Nach Jahren "indoor" wird seit 2022 open air im Dillenburger Hofgarten gespielt. Zu der Location kam es zunächst wegen Corona, aber das Team befand: "Wir bleiben draußen! Ist eh geiler."

Vielfältiges Programm

Das Programm ist bei aller Härte vielfältig. "Wir versuchen immer, eine gute Mischung hinzukriegen, auch mit melodischeren Acts", sagt Maschinenbau-Ingenieur Zipp. "Unser Publikum spiegelt das wider, es ist nicht homogen, uns besuchen auch Indie-Fans. Man kommt gut in den Austausch."

Dafür reisen manche aus Hamburg oder München an, die meisten jedoch aus einem Umkreis von rund 300 Kilometern. 

Gute Kontakte sorgen für Rabatte

Teil des DIY-Gedankens: es muss erschwinglich sein. Dass zwei Tage Taunus Metal Festival nur 50 Euro und das Spring Breakdown 20 Euro kosten, funktioniert nur dank der vielen Ehrenamtlichen und guten Netzwerken.

Über Kontakte lassen sich bei Technik und Infrastruktur trotz überall steigender Preise oft Rabatte herausholen, berichten sowohl Dennis Krailing als auch Christian Zipp. Zudem gibt es Sponsoren.

Festivalgelände mit verschiedenen Zelten
Seit 2022 wird das Spring Breakdown open air im Dillenburger Hofgarten gespielt. Bild © Privat

Während das Spring Breakdown auch eine Förderung vom Magistrat Dillenburg erhält, wird Taunus Metal von Oberursel indirekt gefördert, etwa durch eine verminderte Hallenmiete.

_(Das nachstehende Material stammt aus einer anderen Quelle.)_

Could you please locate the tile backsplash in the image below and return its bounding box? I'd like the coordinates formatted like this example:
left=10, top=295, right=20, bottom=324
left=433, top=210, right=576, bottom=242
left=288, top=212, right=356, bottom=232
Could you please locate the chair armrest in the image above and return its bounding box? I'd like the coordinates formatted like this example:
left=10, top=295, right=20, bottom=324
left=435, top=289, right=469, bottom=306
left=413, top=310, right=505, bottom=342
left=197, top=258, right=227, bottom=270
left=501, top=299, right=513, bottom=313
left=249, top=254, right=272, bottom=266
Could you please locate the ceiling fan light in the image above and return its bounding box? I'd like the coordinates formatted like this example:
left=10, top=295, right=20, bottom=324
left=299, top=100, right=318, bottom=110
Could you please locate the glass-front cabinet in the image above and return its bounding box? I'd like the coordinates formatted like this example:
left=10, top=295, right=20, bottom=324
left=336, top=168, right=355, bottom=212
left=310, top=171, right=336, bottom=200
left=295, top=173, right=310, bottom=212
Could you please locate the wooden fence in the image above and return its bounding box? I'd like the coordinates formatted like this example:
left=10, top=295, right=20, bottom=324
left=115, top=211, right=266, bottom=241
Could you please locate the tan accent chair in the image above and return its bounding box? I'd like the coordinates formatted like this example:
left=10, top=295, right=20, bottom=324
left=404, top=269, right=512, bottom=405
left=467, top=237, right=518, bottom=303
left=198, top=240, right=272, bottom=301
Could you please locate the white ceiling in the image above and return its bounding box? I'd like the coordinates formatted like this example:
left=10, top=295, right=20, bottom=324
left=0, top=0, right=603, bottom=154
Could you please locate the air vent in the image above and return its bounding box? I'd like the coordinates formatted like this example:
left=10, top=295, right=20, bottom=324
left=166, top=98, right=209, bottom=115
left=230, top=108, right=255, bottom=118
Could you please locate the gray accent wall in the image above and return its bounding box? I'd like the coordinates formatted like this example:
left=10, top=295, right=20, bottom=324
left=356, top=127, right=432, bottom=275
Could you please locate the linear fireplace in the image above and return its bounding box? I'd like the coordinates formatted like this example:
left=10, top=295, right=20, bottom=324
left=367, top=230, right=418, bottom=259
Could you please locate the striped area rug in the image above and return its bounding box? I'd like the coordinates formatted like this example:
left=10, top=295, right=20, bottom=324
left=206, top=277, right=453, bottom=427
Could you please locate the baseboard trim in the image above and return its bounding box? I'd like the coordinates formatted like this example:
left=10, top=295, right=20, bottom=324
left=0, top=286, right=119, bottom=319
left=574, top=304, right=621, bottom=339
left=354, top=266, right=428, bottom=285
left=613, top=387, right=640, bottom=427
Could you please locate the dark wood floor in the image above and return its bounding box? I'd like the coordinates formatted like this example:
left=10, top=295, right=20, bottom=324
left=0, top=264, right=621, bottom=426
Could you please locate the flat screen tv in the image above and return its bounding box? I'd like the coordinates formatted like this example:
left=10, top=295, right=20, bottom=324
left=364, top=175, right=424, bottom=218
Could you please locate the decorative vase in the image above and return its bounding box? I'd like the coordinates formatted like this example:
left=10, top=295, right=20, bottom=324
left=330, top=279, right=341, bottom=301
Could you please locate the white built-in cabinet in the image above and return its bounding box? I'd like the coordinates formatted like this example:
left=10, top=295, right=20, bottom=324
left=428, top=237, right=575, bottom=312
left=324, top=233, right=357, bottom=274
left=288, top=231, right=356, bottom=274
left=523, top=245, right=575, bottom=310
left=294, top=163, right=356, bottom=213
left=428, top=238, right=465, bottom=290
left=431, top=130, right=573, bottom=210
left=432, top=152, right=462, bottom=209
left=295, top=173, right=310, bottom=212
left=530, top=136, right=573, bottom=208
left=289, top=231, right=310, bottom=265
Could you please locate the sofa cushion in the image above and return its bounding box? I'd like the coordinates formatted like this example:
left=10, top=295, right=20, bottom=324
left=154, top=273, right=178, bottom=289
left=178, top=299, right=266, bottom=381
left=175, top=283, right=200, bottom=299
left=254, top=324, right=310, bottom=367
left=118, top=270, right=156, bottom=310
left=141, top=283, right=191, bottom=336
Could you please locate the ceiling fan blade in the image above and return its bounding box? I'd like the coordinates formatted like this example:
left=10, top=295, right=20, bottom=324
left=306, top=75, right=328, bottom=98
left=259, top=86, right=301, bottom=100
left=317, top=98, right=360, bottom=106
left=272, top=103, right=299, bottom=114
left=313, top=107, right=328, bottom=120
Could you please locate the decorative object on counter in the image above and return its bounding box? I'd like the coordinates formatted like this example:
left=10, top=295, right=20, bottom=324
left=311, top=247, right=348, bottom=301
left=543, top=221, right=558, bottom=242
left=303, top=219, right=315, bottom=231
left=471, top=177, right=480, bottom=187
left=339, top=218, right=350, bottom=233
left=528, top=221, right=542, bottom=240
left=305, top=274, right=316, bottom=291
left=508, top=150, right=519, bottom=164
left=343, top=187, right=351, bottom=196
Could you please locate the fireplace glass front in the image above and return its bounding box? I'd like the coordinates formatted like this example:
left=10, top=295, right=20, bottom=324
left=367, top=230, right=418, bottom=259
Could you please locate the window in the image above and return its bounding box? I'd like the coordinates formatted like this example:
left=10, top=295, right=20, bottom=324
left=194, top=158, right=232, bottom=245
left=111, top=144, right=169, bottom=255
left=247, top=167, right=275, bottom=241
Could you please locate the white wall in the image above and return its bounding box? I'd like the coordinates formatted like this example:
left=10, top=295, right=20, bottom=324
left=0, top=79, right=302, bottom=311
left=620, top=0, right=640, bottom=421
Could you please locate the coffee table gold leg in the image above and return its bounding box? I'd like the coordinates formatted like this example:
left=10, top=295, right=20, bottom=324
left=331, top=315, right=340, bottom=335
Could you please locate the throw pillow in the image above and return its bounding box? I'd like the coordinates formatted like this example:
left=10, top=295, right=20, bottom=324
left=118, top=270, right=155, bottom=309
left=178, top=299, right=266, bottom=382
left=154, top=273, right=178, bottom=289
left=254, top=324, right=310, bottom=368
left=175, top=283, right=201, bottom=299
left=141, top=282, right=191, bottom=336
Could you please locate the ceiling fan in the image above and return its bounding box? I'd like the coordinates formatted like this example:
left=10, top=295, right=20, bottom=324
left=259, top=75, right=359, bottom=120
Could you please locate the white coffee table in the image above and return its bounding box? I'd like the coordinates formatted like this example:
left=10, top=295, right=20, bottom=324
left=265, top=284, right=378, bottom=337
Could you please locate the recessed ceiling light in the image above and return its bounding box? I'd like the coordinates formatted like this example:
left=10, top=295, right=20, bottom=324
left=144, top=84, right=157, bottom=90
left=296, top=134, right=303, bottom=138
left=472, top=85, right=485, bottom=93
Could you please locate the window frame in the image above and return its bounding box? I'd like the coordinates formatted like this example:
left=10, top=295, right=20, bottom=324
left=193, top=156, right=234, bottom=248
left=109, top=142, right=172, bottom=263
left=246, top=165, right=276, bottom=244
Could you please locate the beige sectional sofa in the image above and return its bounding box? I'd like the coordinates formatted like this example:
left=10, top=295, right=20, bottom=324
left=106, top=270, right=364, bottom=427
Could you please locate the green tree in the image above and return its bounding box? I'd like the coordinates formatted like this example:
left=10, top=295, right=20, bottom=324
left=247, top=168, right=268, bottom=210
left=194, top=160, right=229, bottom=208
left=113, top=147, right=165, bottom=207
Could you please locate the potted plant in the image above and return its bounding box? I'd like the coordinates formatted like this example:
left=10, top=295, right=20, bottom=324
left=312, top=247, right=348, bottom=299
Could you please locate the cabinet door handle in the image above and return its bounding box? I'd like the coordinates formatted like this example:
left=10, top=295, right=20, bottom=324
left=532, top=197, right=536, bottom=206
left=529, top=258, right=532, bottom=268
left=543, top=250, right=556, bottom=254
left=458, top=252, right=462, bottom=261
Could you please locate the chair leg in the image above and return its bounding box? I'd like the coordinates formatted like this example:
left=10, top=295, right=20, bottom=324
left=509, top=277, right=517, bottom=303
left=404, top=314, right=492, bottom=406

"Sie würden aber auch einspringen, falls wir rote Zahlen schreiben", ist sich Dennis Krailing sicher. Gewinne darf ein gemeinnütziger Verein nicht ausschütten. Alles, was reinkommt, wird wieder investiert. 

Der Trouble mit dem Nachwuchs 

Eigentlich liefe alles prächtig – wäre da nicht ein Problem: "Wir heißen 'Verein für Jugendkultur'", seufzt Christian Zipp. "Trotzdem sitzen da jetzt fünfzehn Menschen um die 30. Scheinbar haben wir es nicht geschafft, neue Leute zu gewinnen, die Lust auf Verantwortung haben."

Beim Spring Breakdown heißt das konkret: Verantwortung für ein Budget von über 45.000 Euro. "Das muss man wollen."

Gruppenfoto unter einem Zeltdach
Fast 20 Helferinnen und Helfer umfasst das Team des Festivals Spring Breakdown. Bild © Privat

Bei Taunus Metal liegt die Altersspanne der Mitglieder von Mitte 20 bis Mitte 50. Auch hier wurde lange um neue Mitglieder gekämpft, sagt Till Oberboßel: "Zwischenzeitlich waren wir auch schon mal unter zehn." Letztes Jahr kamen überraschend neun neue Leute dazu.

"Die Festivalplanung bleibt bei wenigen federführenden Personen", stellt er klar. "Aber beim Event gibt’s Aufgaben genug für alle."